Страница 8 из 27
Один из старших мальчиков подсадил Гаруна на стену и тот стал наблюдать за происходящим, как за маленьким чудом. Любимец Радетика был смугл, тощ, темноглаз и горбонос — уменьшенная копия отца. Даже в шесть лет он осознавал свое положение.

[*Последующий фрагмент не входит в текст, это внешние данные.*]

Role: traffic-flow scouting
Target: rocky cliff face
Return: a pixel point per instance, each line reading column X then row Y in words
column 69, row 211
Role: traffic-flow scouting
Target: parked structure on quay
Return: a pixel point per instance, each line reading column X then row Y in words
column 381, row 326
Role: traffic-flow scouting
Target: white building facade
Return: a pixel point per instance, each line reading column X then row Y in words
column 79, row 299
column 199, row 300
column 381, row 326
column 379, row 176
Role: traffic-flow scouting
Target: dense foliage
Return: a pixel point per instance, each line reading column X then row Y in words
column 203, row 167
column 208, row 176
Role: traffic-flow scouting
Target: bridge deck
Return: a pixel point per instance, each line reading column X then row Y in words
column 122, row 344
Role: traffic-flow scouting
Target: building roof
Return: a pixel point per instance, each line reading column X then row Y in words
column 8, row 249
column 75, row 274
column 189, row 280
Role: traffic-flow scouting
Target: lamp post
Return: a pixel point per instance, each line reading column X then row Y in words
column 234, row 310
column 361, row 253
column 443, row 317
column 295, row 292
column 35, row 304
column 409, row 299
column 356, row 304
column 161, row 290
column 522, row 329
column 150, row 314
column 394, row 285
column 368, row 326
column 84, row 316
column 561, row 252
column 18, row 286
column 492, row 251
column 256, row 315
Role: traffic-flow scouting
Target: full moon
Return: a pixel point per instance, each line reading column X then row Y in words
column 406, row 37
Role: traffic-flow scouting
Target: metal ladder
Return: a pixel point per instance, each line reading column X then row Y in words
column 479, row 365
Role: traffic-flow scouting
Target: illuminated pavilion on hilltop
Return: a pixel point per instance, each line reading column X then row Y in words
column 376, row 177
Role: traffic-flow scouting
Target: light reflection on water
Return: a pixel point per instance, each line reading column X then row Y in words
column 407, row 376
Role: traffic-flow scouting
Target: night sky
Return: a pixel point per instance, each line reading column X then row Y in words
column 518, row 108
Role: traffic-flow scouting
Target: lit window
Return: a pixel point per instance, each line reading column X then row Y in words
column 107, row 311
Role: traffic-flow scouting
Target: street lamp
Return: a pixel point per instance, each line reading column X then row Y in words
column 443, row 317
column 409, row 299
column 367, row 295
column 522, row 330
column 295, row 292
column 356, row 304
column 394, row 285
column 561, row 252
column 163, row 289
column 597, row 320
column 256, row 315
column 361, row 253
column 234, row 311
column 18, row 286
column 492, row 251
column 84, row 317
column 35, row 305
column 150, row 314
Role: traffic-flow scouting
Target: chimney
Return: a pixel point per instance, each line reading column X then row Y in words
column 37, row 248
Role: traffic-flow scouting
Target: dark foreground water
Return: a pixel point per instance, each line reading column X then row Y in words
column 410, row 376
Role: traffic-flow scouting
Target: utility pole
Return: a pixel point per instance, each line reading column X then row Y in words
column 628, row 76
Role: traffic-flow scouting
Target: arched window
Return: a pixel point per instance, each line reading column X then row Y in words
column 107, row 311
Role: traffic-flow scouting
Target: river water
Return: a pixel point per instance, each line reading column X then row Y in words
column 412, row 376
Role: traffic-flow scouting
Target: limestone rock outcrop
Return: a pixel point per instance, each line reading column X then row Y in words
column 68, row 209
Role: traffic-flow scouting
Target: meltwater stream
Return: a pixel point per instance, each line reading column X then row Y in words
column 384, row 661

Так как Гарун был четвертым сыном, ему предстояло стать главным шаганом валига — командиром небольшой группы солдат-колдунов, служивших в кавалерии. Ему предстояло взять на себя большую ответственность, а для этого требовалось как можно глубже изучить магическое искусство.
Уже сейчас Радетику приходилось делить своего ученика с колдунами-учителями из Джебал-аль — Алаф-Дхулкварнеги, что в переводе означало «Горы Тысячи Колдунов». Самые великие маги начинали учебу, как только начинали говорить. Но и в этом случае они достигали полного мастерства только в весьма зрелом возрасте. Юные годы уходили на то, чтобы овладеть искусством самодисциплины. Это необходимо было сделать до времени созревания и появления сопутствующих этому времени увлечений.
Радетик протиснулся через толпу ребятишек.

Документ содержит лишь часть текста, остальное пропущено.